Voici à quoi la construction a ressemblé :
Sources : on a scrapé l'annuaire officiel des communes et élus municipaux du gouvernement français, croisé avec la donnée INSEE pour les numéros SIRET et les statistiques de population, et enrichi avec de la donnée de contact issue d'annuaires d'associations départementales.
Échelle : 35 000 fiches de communes, couvrant 98,3 % de toutes les communes françaises. Les 1,7 % manquants concernaient surtout des collectivités d'outre-mer aux structures administratives non standard.
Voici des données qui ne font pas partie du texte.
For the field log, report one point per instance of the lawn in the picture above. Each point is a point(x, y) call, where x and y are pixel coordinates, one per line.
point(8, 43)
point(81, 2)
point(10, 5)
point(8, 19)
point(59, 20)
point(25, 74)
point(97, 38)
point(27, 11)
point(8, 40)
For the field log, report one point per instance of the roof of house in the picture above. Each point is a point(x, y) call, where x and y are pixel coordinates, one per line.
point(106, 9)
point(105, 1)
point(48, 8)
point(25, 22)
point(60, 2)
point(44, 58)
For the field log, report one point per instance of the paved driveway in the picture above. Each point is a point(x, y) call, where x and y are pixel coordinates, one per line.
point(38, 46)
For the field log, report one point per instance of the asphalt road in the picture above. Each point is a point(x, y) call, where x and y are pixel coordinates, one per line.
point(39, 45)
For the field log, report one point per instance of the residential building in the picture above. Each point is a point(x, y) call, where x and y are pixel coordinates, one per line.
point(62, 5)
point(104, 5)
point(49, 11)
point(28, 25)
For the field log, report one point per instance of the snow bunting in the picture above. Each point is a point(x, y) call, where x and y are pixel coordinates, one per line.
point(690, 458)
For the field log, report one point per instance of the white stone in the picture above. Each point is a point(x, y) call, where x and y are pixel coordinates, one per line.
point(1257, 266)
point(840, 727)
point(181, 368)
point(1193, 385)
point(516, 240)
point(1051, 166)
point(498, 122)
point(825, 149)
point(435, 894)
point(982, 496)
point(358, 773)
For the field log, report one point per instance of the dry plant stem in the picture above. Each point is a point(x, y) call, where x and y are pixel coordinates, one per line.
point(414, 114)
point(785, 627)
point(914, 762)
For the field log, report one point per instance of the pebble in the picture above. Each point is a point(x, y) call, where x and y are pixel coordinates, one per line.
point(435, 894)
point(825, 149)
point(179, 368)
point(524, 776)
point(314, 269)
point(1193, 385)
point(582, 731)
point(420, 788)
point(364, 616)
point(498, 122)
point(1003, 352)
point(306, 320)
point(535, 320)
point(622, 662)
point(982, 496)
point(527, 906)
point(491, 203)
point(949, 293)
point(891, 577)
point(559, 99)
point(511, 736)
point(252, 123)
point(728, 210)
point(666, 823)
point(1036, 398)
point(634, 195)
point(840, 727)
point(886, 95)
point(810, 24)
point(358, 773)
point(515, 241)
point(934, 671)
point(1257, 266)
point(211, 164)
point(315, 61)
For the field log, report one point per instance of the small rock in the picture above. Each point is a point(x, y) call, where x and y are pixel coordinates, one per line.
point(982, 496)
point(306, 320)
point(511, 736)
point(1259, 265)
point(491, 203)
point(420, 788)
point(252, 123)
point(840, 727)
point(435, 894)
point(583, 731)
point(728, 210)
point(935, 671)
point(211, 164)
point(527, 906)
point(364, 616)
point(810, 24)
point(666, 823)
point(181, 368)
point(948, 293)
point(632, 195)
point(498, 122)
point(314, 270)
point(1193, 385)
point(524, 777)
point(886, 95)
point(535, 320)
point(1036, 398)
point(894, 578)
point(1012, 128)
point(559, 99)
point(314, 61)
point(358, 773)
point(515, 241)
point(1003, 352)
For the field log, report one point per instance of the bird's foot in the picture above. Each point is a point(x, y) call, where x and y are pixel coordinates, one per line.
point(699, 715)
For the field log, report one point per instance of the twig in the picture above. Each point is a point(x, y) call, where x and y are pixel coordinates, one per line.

Résultats d'enrichissement : la couverture SIRET est passée de 6 % à 95,2 %. Les numéros de téléphone sont passés de 1 000 à 2 500. La couverture email a atteint 78 % sur l'ensemble de la base.
Intégration CRM : tout a été importé dans HubSpot avec une priorisation basée sur la population des communes, une assignation par territoire géographique pour les commerciaux de Vizzia, et des vues automatisées filtrées par département et région.
Le projet complet a duré quatre semaines, du kickoff à la mise en production CRM. L'équipe commerciale de Vizzia a commencé à prospecter depuis la nouvelle base dès la cinquième semaine. On peut lire l'étude de cas complète ici.
Ce qui a fait la différence, ce n'est pas la technologie, c'est le process : un ICP précis, les bonnes sources (donnée publique plutôt que bases commerciales), une validation sur échantillon, un nettoyage rigoureux, et une segmentation appliquée avant l'import.
● Questions fréquentes
Pour un TAM B2B classique, basé sur des sources commerciales (Apollo, ZoomInfo) avec un enrichissement léger, on compte 2 à 3 semaines, ICP, extraction de données, nettoyage et import CRM inclus. Pour des constructions complexes qui demandent du scraping sur mesure, la réconciliation de plusieurs sources, ou de la donnée secteur public, on budgète 4 à 6 semaines. La seule définition de l'ICP prend généralement une semaine, si elle est faite correctement avec une contribution cross-fonctionnelle.
Le trimestre, c'est le minimum. Sur un marché qui bouge vite avec un fort turnover (tech, startups), des rafraîchissements mensuels sur les comptes Tier A valent le coût. Au minimum, on revalide la délivrabilité email tous les 90 jours et on relance l'enrichissement téléphonique tous les 6 mois. On met des rappels au calendrier. Personne ne pense à le faire sans système.
L'IA aide sur des étapes précises, mais elle ne remplace pas le process. Les LLM sont excellents pour le dédoublonnage flou, le classement des entreprises en tiers ICP, et la standardisation des noms d'entreprise mal formatés. Des outils d'enrichissement dopés à l'IA comme Clay et FullEnrich combinent plusieurs modèles pour trouver de la donnée de contact. Mais la définition de l'ICP, le choix des sources, et la validation demandent toujours du jugement humain. Les entreprises qui automatisent complètement la construction de leur TAM finissent avec de grandes bases de mauvaise qualité.